De même, d'AENA, ils ajoutent que, pour le moment, "puisque le processus de test et de formation des contrôleurs n'est pas terminé, AESA n'a publié aucun rapport à cet égard. Probablement dans les mois à venir, il y aura des nouvelles à ce sujet.
"C'est un processus complexe dans lequel on progresse petit à petit. Il existe déjà une nouvelle unité de contrôle équipée de systèmes de navigation aérienne et de visualisation par caméra, et nous sommes actuellement en phase de test des systèmes" - **AENA * *
"Nous sommes payés pour commander du trafic, pas pour jouer avec un joystick"
Pour sa part, María José de la Quintana, instructeur en chef à l'aéroport, souligne qu'il existe d'autres problèmes qui n'ont pas encore été résolus. «Nous avons le trafic aérien de l'hôpital Mateu Orfila à l'une des extrémités de la piste et derrière l'aéroport, nous avons la piste de l'aéroclub d'où partent et entrent les avions. Les caméras qu'ils ont l'intention d'installer offrent une image compressée du trafic et même, lors d'un processus de test, l'une des caméras a soudainement cessé de fonctionner en raison d'un problème de refroidissement ».
« Par contre, on a insisté pour que ces caméras ne soient pas installées à plus de 250 mètres de l'axe de la piste et elles sont installées à plus de 400 mètres. Ils nous paient pour commander le trafic aérien, pas pour jouer avec une manette », souligne-t-il.
"Nous sommes payés pour commander le trafic aérien, pas pour jouer avec un joystick" - María José de la Quintana - Instructeur en chef à l'aéroport de Minorque
Outre l'absence de planification d'un élément aussi central pour la navigabilité que la tour de contrôle, il existe une information importante : au cours de la saison estivale 2022, l'aéroport de Minorque a vu passer près de 4 millions de personnes dans ses installations, entre les mois d'avril et Octobre, selon les données de l'Institut de statistique des îles Baléares (Ibestat).
Dans le même ordre d'idées, un rapport préparé par Comisiones Obreras indique que Minorque et Eivissa sont les aéroports les plus saisonniers au monde, c'est-à-dire qu'ils concentrent 90% de leur activité pendant les mois de "haute saison". . Ce flux touristique à grande échelle nécessite des infrastructures adéquates, puisque le volume des vols vers les îles devrait augmenter en crescendo au cours de l'été de cette année.
Le problème de l'électricité
Pour sa part, le porte-parole de Més x Menorca au Conseil de l'île, Josep Juaneda, a déclaré à elDiario.es que « le projet à distance est une installation numérique » et que « s'il y avait un problème électrique ou énergétique, Minorque serait complètement isolée » . «Ceux d'entre nous qui vivent sur l'île dépendent de l'aéroport pour bien d'autres choses que pour aller et revenir des vacances. Nous ne pouvons pas soumettre notre communication avec l'extérieur au lancement d'une expérience pour laquelle, en revanche, il n'y a pas de personnel suffisamment formé et il est très difficile d'en avoir un d'ici un an », commente-t-il.
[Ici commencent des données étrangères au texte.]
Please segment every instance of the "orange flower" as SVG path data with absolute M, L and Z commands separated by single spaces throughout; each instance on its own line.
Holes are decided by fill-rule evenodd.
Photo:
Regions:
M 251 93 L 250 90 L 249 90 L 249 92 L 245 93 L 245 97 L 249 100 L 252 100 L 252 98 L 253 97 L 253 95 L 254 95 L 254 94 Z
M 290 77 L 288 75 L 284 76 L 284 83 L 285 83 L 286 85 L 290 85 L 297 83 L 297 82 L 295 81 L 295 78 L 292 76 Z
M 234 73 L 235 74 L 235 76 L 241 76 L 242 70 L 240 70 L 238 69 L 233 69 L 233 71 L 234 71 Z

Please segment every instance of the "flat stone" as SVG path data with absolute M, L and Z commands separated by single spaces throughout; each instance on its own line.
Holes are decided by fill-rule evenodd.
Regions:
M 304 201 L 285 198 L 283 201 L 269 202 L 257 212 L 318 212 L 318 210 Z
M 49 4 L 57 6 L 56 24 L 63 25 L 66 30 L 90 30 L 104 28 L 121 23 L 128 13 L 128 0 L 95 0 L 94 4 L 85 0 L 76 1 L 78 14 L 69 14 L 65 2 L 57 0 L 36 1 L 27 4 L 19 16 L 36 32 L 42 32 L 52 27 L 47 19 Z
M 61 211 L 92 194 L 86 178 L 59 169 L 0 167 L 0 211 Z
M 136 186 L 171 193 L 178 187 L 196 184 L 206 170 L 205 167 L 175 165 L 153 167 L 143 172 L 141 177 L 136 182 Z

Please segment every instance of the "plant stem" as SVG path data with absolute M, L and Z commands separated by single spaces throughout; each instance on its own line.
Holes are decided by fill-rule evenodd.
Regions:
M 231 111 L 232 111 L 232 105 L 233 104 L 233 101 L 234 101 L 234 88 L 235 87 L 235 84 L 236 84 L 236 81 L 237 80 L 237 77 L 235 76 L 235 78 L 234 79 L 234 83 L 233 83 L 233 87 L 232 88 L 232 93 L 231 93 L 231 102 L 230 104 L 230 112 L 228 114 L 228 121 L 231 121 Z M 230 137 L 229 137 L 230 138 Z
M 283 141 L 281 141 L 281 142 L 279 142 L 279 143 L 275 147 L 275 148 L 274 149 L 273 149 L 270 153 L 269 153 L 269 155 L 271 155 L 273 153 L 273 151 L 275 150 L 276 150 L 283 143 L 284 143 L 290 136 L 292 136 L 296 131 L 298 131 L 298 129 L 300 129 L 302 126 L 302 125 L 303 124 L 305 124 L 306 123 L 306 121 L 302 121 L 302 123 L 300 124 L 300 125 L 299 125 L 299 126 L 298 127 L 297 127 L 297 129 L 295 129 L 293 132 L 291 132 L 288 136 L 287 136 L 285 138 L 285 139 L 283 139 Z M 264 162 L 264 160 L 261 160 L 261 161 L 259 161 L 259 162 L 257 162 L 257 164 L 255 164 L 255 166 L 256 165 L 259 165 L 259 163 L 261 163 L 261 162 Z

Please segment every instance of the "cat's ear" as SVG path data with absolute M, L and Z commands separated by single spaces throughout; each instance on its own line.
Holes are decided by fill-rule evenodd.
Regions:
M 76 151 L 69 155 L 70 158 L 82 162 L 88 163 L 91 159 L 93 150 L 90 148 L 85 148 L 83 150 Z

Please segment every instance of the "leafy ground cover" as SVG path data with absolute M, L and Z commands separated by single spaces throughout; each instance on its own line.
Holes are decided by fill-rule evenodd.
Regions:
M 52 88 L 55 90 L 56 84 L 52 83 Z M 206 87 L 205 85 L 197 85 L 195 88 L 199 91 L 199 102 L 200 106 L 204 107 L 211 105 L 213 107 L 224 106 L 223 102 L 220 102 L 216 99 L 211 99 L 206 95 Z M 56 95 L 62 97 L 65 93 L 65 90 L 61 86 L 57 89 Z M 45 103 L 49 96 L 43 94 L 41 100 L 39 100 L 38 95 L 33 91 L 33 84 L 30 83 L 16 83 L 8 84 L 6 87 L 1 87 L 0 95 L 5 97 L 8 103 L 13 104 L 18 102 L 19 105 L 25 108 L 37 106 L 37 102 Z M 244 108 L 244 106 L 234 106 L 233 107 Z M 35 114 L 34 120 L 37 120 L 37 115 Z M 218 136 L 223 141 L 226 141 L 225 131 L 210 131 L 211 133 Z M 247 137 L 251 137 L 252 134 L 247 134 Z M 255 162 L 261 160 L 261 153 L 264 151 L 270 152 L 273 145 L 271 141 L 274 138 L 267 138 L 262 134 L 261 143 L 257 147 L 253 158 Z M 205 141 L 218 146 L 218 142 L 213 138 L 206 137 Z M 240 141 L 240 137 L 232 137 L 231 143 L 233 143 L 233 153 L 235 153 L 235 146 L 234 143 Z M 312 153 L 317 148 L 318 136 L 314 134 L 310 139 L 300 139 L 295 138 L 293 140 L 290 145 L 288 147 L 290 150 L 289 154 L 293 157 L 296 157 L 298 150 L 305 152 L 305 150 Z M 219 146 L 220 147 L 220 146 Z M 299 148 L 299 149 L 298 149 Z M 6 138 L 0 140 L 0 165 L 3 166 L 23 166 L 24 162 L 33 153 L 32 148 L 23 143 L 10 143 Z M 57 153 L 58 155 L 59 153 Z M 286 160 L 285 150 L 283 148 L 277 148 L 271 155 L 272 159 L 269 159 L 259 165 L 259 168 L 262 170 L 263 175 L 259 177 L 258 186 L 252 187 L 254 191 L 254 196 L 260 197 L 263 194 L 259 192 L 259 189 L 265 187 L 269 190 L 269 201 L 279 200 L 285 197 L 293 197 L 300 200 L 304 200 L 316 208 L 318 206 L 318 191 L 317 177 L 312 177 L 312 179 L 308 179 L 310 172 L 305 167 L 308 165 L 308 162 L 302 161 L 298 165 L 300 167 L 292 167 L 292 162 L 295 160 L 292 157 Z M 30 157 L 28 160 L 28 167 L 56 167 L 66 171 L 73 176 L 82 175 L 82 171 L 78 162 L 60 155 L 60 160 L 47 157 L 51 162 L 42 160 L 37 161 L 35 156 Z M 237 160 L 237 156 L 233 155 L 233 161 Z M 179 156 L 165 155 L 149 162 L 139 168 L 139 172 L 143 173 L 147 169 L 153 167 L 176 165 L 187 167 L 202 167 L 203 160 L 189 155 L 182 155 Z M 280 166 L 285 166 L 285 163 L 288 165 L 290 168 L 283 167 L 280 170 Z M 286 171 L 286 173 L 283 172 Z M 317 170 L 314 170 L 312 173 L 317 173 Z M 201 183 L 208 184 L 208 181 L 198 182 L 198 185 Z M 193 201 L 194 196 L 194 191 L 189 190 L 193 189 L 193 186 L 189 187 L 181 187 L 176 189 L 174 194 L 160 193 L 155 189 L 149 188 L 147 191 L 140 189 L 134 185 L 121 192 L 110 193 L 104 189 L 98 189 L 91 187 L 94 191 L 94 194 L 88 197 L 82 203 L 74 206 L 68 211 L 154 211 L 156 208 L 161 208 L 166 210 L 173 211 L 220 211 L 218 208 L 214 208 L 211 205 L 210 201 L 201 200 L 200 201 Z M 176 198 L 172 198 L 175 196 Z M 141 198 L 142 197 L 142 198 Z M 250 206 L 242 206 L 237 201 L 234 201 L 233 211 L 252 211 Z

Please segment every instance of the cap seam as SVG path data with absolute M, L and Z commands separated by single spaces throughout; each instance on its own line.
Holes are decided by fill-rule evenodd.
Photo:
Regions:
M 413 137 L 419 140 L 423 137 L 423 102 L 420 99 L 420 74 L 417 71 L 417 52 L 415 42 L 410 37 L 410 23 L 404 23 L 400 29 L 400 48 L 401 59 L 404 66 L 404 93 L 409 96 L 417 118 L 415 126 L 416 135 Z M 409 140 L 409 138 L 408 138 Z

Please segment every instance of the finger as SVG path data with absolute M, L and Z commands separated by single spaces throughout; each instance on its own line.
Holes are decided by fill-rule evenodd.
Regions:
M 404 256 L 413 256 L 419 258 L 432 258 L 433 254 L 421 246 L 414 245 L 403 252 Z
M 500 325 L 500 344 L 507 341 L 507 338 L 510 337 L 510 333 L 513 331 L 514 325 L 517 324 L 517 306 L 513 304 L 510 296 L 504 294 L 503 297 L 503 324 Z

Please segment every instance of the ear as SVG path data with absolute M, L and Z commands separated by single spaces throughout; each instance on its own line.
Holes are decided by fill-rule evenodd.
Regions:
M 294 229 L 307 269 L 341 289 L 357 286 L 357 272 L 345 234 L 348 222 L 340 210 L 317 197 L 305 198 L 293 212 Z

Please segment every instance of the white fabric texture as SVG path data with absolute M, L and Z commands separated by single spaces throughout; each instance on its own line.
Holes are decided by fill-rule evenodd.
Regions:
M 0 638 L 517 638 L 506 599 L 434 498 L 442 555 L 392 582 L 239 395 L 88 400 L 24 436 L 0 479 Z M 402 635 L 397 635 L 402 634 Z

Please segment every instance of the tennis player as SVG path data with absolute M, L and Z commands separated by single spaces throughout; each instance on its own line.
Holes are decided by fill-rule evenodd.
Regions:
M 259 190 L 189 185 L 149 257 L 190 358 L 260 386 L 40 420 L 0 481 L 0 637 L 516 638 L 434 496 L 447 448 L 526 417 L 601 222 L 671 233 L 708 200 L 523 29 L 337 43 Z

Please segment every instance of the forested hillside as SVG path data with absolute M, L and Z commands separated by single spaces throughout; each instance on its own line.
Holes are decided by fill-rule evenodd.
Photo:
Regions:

"Le projet à distance est une installation numérique et s'il y avait un problème électrique ou énergétique, Minorque serait complètement isolée" - Josep Juaneda - Porte-parole de Més x Menorca au Consell Insular
« Nous allons continuer à exiger qu'AENA propose un projet, réalise un ouvrage et construise une tour. Nous ne sommes pas opposés à ce que la tour déportée existe également, mais nous pensons que comme il s'agit d'un projet expérimental, il devrait être testé au préalable dans des endroits moins vulnérables », conclut-il.